Avant d'examiner plus en détail le contenu inacceptable de l'article 30, cavalier législatif imposé au forceps par le Gouvernement contre l'avis de toutes les organisations syndicales représentatives des professions paramédicales de la fonction publique hospitalière, permettez-moi de relayer ici la parole des infirmières, des infirmiers anesthésistes, des aides-soignants, fortement et largement mobilisés pour stopper le hold-up de la majorité présidentielle sur leur retraite.
Que nous ont dit ces professionnels lorsque, la semaine dernière encore, nous les avons reçus ? Que le climat à l'hôpital était sévèrement tendu, que nombre d'entre eux étaient au bord de la rupture, malgré la passion pour leur métier. Que la charge de travail et les conditions largement dégradées de celui-ci, pour cause de pénurie de personnel, mettaient aussi en danger la qualité des soins. Que les postes de douze heures se généralisaient, comme les glissements de tâches.
Qu'ils n'étaient ni « nantis », ni privilégiés, loin de là. En témoigne le nombre d'agents en invalidité, les salaires plafonnant, pour les infirmiers, à 1 487 euros brut en début de carrière, avec des primes de nuit de 1,06 euro brut de l'heure, sans parler de la prime de dimanche et jours fériés de 45 euros brut.
Ces femmes et ces hommes nous ont dit aussi leur attente forte d'une reconnaissance à leur juste valeur de leurs qualifications, de leurs engagements. Ils nous ont dit leur colère face au mépris du Gouvernement vis-à-vis de la profession infirmière, qui demeure oubliée des politiques de santé du Gouvernement malgré l'engagement ferme qu'avait pris le candidat Sarkozy de revaloriser les professions paramédicales en termes de rémunération et de carrière.

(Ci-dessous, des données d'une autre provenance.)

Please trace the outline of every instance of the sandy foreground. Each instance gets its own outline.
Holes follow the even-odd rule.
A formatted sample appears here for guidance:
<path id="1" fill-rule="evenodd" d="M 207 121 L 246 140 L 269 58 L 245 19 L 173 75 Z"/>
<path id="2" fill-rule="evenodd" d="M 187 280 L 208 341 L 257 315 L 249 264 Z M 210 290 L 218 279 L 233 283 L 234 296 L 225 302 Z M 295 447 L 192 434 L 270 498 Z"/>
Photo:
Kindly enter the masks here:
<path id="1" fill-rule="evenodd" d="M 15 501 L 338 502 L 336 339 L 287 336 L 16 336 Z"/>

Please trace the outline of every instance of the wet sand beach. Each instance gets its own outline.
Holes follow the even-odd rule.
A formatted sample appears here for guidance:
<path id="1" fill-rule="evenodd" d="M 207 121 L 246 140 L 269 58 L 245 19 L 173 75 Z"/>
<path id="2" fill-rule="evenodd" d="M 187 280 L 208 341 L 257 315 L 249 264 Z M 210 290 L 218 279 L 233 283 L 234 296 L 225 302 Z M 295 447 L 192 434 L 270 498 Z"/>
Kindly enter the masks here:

Tous nous ont dit, à leur manière, combien ils étaient écoeurés, après un an de négociations « fermées » du protocole portant sur la revalorisation des carrières des personnels infirmiers et paramédicaux, par l'intégration de ceux-ci dans le système licence-mastère-doctorat, dans la mesure où, d'une part, les revalorisations statutaires et salariales sont en deçà des promesses et annonces, et où, d'autre part, les contreparties exigées du Gouvernement, notamment l'abandon de la catégorie active – le troc salaire contre recul de l'âge légal de départ en retraite de 55 ans à 60 ans – sont tout simplement insupportables, totalement scandaleuses. Cela ruine toute possibilité d'avancée sur la question forte de la pénibilité.
La coordination nationale infirmière résume assez bien la situation en dénonçant « l'enfumage politiquement incorrect » dont sont victimes ces professionnels. Le Gouvernement a beau s'enorgueillir de promesses prétendument tenues – reconnaissance à bac+3 du diplôme infirmier, revalorisation salariale immédiate et « substantielle » –, nous ferons la preuve que tout ceci n'est que tromperie.
Les infirmières hospitalières se voient proposer, non pas une catégorie A classique, mais une catégorie « petit a », une sous-grille en quelque sorte, avec suppression de la catégorie active. Les infirmiers anesthésistes, déjà en catégorie A tout en bénéficiant du droit de partir en retraite de façon anticipée – comme quoi l'un n'est pas exclusif de l'autre, tout étant affaire de volonté politique – sont les « grands perdants » de cette réforme. Leurs trois années d'études, plus les deux ans de spécialisation, ne sont reconnues qu'au niveau licence et non mastère. Quant à la revalorisation indiciaire, elle sera deux fois moins importante que celle des infirmiers diplômés d'État.